Le 9 juin marque l’ouverture de la deuxième session ordinaire de l’année pour le Parlement camerounais, traditionnellement dédiée à l’examen des orientations budgétaires. Députés et sénateurs se pencheront sur les grandes lignes du prochain budget 2027, dans un contexte financier tendu. L’épuisement des recettes publiques et une incertitude politique persistante pèsent sur ces discussions. L’exercice est d’autant plus crucial que l’exécutif peine déjà à concrétiser les ambitions de la loi de finances initiale de 2026, dotée d’une enveloppe colossale de 8 800 milliards de francs CFA.
Un débat d’orientation budgétaire sous pression financière
Le débat d’orientation budgétaire représente une étape fondamentale du processus parlementaire au Cameroun, où le gouvernement expose ses priorités macroéconomiques pour l’année à venir aux deux chambres. Cette année, l’exercice à Yaoundé prend une tournure particulière, avec des marges de manœuvre considérablement réduites. Cette situation résulte d’une mobilisation fiscale inférieure aux prévisions et d’un service de la dette qui grève de plus en plus lourdement les équilibres financiers globaux.
Le budget 2026, fixé à 8 800 milliards de francs CFA (environ 13,4 milliards d’euros), semble désormais un objectif difficilement atteignable. Les autorités camerounaises devraient, à l’instar des années précédentes, proposer un collectif budgétaire. Cette loi de finances rectificative aura pour but d’ajuster à la baisse certaines lignes de dépenses et de valider l’écart entre les recettes initialement anticipées et celles effectivement perçues durant le premier semestre.
L’impact d’un remaniement gouvernemental en suspens
Aux difficultés techniques s’ajoute une dimension politique majeure. Depuis près de six mois, l’éventualité d’un remaniement gouvernemental est évoquée avec insistance à Yaoundé, sans jamais se concrétiser. Cette attente prolongée engendre un attentisme qui freine l’activité administrative et paralyse la prise de décision au sein des ministères dépensiers. Les acteurs économiques eux-mêmes suspendent leurs investissements et leurs arbitrages, dans l’attente de l’identification des nouveaux interlocuteurs au sein de l’exécutif. Ce climat d’incertitude impacte directement la prospective Afrique en termes d’investissements.

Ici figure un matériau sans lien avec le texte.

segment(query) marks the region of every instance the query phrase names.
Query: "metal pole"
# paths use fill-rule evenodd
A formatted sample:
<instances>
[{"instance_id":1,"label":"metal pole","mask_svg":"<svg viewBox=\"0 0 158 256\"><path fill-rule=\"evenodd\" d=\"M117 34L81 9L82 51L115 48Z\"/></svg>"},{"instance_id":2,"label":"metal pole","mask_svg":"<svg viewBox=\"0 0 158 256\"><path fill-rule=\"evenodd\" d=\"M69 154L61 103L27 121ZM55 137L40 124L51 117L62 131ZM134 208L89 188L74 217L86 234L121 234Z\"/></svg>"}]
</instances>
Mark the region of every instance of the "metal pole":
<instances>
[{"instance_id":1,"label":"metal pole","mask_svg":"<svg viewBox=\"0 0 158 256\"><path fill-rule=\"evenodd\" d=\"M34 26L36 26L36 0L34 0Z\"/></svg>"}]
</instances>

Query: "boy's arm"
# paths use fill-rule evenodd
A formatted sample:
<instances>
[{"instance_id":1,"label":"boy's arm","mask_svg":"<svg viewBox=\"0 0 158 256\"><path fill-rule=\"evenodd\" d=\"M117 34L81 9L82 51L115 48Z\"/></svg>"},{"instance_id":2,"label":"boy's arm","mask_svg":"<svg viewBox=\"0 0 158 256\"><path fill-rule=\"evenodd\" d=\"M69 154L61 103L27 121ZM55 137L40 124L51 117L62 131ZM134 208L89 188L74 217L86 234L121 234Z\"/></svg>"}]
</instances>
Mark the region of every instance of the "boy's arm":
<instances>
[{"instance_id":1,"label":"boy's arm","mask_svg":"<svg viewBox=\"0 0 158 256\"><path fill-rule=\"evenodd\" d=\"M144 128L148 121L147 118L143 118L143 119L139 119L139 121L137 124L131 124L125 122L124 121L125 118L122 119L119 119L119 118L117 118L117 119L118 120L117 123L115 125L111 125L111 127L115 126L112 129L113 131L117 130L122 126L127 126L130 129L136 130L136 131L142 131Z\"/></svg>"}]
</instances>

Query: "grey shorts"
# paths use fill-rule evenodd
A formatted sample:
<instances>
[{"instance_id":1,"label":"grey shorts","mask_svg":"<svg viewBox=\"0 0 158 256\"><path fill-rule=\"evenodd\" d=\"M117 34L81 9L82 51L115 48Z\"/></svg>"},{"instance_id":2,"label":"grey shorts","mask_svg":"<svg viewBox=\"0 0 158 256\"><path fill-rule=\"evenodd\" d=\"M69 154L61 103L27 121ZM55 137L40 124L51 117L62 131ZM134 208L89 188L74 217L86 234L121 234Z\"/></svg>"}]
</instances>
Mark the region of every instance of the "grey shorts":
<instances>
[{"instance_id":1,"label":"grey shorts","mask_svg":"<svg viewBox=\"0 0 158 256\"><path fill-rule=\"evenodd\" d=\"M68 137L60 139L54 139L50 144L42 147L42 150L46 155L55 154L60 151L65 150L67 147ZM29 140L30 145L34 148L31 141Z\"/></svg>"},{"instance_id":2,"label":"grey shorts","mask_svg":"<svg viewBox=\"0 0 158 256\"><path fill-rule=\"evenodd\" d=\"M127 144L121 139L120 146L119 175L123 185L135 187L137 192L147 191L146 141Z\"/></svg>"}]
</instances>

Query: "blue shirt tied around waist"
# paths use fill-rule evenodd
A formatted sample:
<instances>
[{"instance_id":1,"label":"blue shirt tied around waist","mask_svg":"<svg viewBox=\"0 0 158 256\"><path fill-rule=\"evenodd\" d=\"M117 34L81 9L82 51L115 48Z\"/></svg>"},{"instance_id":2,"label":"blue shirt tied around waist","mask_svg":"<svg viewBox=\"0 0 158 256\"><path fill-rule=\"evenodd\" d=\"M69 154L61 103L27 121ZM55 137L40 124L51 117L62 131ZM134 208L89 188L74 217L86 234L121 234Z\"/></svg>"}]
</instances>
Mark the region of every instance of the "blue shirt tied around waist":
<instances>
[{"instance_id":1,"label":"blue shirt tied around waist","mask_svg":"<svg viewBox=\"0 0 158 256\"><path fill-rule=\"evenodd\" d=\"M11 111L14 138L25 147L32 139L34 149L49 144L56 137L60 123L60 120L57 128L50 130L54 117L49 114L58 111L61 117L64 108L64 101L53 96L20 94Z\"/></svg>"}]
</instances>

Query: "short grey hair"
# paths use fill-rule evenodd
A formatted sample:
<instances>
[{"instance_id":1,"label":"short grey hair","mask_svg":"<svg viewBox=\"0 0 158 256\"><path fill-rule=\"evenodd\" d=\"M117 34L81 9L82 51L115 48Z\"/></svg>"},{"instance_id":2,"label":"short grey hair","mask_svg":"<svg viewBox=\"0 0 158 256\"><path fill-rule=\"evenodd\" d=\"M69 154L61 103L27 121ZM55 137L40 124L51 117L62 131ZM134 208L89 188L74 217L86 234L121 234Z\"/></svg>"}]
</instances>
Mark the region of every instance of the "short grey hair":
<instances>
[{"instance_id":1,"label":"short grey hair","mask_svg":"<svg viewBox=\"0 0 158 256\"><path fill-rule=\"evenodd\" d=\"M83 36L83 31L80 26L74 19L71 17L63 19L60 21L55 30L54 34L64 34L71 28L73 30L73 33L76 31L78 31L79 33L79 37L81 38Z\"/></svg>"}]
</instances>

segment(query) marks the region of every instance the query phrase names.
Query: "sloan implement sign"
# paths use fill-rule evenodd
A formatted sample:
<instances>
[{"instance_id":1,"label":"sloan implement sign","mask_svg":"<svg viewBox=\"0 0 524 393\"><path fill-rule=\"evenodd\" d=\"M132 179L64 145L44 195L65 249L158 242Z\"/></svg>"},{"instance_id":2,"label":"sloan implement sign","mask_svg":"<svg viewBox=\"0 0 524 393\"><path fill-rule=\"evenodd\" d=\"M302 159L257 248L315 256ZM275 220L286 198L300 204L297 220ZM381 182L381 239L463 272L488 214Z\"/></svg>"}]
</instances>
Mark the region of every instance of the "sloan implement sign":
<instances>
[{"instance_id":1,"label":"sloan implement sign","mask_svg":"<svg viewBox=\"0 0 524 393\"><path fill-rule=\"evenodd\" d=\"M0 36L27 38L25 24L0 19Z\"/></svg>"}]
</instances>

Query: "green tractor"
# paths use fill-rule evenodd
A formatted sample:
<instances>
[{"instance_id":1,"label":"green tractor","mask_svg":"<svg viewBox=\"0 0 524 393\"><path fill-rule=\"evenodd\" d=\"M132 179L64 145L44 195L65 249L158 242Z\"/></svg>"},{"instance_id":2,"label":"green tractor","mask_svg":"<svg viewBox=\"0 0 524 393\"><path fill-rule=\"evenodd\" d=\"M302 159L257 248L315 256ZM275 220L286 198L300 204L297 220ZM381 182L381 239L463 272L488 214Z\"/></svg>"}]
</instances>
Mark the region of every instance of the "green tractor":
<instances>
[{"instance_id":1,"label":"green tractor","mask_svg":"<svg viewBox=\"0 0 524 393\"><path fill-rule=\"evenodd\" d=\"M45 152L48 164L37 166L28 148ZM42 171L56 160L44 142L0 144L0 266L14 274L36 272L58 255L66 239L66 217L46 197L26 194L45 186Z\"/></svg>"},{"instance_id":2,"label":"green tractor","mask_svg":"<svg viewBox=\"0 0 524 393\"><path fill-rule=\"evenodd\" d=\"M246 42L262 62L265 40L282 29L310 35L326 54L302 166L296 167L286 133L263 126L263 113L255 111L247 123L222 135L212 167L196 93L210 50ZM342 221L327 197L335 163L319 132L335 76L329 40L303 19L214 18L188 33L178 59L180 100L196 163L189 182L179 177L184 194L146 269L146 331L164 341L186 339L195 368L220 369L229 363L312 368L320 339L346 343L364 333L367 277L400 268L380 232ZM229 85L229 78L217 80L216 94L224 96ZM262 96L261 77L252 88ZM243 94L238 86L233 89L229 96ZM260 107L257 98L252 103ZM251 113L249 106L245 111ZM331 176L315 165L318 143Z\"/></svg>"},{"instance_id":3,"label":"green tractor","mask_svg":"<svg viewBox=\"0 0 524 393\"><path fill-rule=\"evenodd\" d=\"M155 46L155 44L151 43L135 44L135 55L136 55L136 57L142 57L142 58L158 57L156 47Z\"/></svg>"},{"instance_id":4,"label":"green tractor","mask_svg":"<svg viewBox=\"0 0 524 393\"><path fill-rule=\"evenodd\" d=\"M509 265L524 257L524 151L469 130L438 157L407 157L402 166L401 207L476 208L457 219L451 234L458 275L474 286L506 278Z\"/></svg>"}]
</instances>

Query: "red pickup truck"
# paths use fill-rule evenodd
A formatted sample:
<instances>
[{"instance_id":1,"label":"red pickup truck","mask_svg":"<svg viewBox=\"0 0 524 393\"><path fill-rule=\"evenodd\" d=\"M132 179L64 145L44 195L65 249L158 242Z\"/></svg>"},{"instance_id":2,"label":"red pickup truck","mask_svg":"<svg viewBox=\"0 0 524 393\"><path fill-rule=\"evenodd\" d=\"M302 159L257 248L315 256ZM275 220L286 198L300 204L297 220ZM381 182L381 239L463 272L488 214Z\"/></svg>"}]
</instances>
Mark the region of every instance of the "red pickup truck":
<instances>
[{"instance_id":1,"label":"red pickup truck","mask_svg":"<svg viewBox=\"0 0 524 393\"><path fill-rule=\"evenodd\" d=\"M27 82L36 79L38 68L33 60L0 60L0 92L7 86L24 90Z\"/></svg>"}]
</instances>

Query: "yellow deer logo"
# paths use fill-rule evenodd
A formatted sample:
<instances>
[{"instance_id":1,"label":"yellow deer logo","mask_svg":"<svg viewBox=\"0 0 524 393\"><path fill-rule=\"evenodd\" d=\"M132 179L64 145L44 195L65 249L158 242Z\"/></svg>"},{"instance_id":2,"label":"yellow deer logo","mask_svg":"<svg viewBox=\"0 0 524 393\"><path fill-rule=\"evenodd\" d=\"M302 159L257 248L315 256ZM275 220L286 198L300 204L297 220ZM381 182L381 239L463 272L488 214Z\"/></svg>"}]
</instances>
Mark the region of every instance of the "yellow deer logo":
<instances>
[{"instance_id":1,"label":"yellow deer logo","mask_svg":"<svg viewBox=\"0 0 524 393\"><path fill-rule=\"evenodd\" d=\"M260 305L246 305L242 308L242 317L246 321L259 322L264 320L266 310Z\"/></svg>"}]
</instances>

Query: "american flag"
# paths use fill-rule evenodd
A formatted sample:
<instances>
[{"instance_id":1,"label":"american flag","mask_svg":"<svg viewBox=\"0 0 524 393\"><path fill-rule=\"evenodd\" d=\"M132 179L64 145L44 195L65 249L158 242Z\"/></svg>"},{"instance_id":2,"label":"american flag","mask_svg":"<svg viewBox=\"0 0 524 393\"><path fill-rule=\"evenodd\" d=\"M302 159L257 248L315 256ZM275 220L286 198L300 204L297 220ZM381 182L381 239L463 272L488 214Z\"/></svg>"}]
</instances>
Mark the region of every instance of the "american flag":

Cet immobilisme se manifeste concrètement par un ralentissement marqué de l’exécution budgétaire. Plusieurs projets d’infrastructures, pourtant financés par des ressources extérieures, subissent des retards de décaissement attribuables à la lenteur des contreparties nationales. Pour les partenaires techniques et financiers du pays, cette situation soulève des questions quant à la capacité du gouvernement à mener à bien les réformes engagées dans le cadre du programme conclu avec le Fonds monétaire international, un enjeu clé pour le développement continent.
Une équation financière à résonance régionale
En tant que première économie de la Communauté économique et monétaire de l’Afrique centrale (CEMAC), le Cameroun joue un rôle crucial dans la stabilité macroéconomique de la sous-région. Tout dérapage de ses finances publiques aurait des répercussions directes sur les réserves de change communes, gérées par la Banque des États de l’Afrique centrale (BEAC). Le pays concentre près de 40 % du produit intérieur brut de la zone, conférant ainsi à ses décisions budgétaires une portée bien au-delà de ses frontières nationales.
Les parlementaires devront également composer avec un environnement extérieur volatile. Les cours du pétrole, qui constituent encore une part significative des recettes de l’État, restent sujets à de fortes fluctuations. Parallèlement, la production nationale d’hydrocarbures connaît un déclin structurel, ce qui rend d’autant plus urgente la diversification des assiettes fiscales. Le débat d’orientation budgétaire pourrait ainsi relancer les discussions sur la modernisation de l’administration fiscale et l’élargissement de la base imposable, des chantiers récurrents qui peinent à aboutir pleinement.
Toutefois, les attentes du Parlement risquent de se heurter aux contraintes du calendrier électoral. Plusieurs élus s’interrogent ouvertement sur la pertinence d’élaborer un cadrage budgétaire triennal robuste alors même que la composition du gouvernement demeure incertaine. Dans les couloirs de l’Assemblée nationale, cette session est déjà perçue comme un exercice de transition, davantage destiné à entériner des ajustements de court terme qu’à tracer une trajectoire structurelle durable. C’est une actualité africaine majeure pour la stabilité économique de la région.